Global markets were mixed on Thursday as investors balanced renewed geopolitical uncertainty in the Gulf with upbeat corporate earnings and cautious optimism from Washington.
Despite the theoretical blockade of the Strait of Hormuz, around 20 ships—mostly Chinese—have transited the waterway since the U.S.–Iran standoff began, signaling partial normalization of trade flows. Former President Donald Trump said the war was “very close to the end,” lifting sentiment in risk assets and adding to perceptions that an uneasy truce may hold.
JPMorgan Chase shares rose after the bank beat market expectations with robust trading and lending income.

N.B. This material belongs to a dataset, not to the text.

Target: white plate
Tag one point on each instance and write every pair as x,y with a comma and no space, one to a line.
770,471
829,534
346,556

Morgan Stanley and Bank of America are set to report results later today, with investors watching for evidence that U.S. capital markets activity is rebounding after two volatile quarters.

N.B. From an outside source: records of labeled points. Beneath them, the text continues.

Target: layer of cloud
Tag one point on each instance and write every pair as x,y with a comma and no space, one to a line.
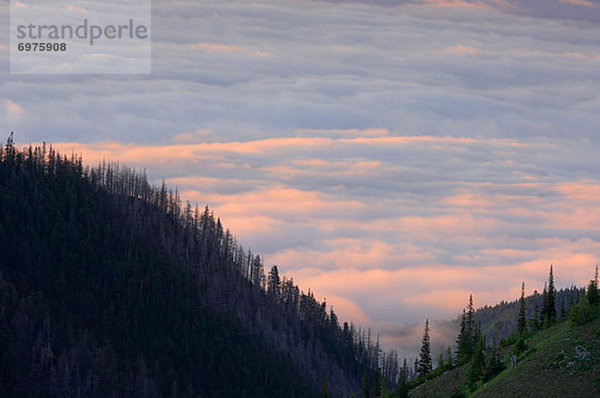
388,157
395,228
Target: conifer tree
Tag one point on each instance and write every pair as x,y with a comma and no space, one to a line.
551,298
593,296
522,320
477,367
425,363
534,321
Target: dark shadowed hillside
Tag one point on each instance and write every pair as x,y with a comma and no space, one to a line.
109,287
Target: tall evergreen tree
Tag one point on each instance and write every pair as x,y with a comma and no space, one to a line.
522,320
551,298
425,362
467,336
534,321
593,296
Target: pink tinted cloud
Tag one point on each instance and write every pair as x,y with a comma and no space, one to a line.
226,49
12,108
459,49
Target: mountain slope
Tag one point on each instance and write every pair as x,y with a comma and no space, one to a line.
108,287
561,361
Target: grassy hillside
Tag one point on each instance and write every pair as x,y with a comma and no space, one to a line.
561,361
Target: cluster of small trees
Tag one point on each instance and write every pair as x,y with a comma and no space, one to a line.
121,282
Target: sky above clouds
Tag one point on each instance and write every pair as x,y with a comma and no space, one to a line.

ASML Holding NV raised its 2026 sales forecast, citing accelerating demand for AI‑related semiconductor equipment, and said order visibility was improving across its EUV and DUV platforms.

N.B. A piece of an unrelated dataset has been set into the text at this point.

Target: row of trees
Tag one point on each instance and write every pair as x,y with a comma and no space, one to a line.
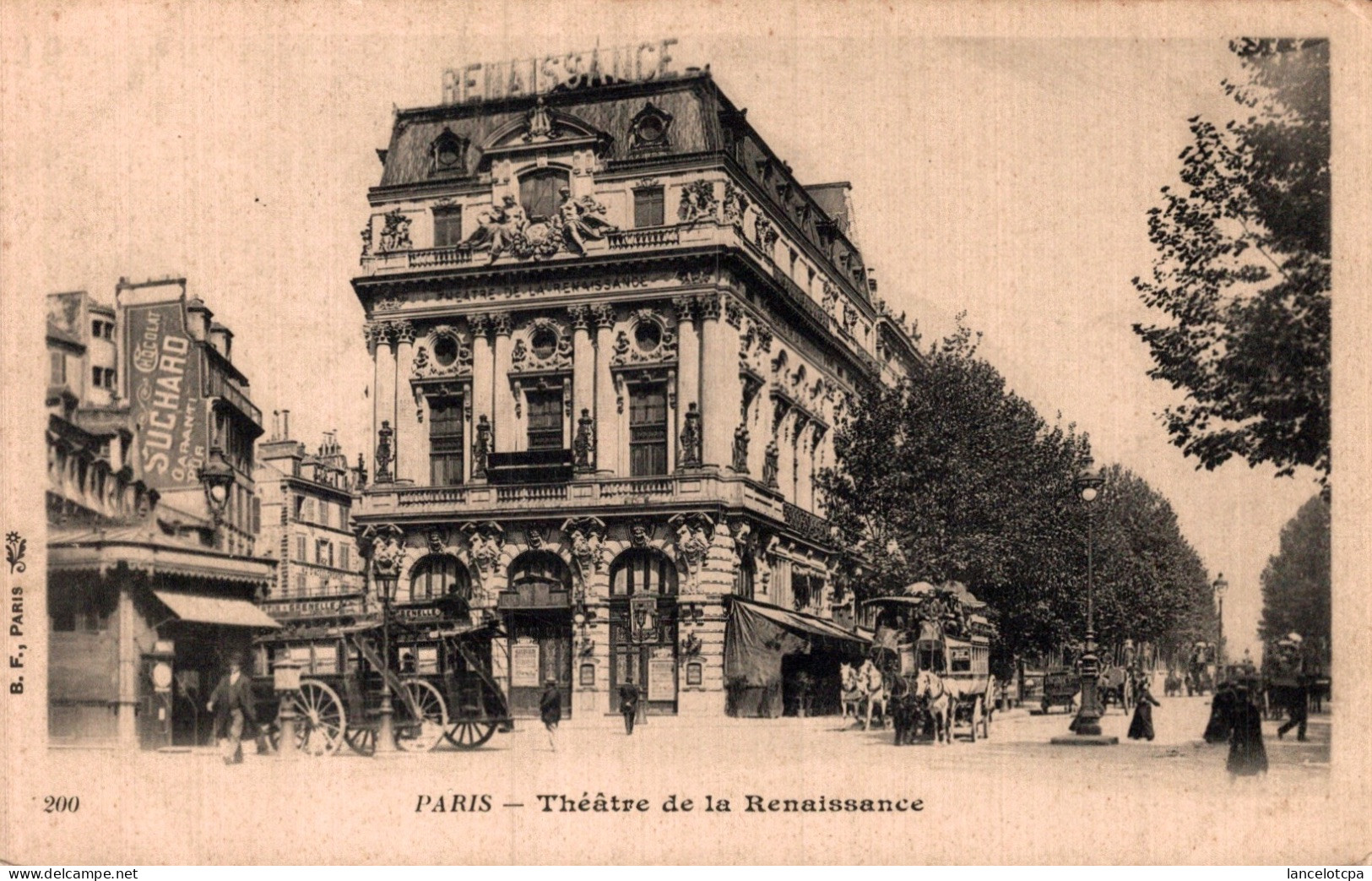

In stark contrast, Europe’s luxury sector continued to falter. LVMH, Hermès, and Kering all reported disappointing first‑quarter sales, weighed down by reduced tourism and a seven‑week Middle East conflict that has disrupted global consumer flows. Hermès shares plunged as much as 14% in Paris, dragging the broader sector lower. Europe’s four largest luxury groups have lost roughly $180 billion in market value since the end of 2025.
In corporate news, Commerzbank CFO expressed opposition to a potential Unicredit takeover, arguing the transaction “would not create value.” The statement underscores the political and strategic sensitivities surrounding consolidation in Europe’s banking sector.
Separately, speculation is mounting that Hungary could move toward adopting the euro under its new government — a major symbolic shift after the ouster of longtime leader Viktor Orban.
European stocks traded 0.4% lower, with weakness in luxury and financials offsetting strength in tech hardware. Chinese and Japanese markets both closed up 0.4%, while U.S. futures were slightly negative ahead of today’s bank earnings. Brent crude rose 1% to $96 a barrel, supported by lingering supply concerns and cautious optimism about peace negotiations.
Amid earnings surprises, geopolitical recalibration, and shifting European politics, investors appear content to pause — waiting to see if Washington’s optimism on the Iran conflict proves as solid as ASML’s profit outlook.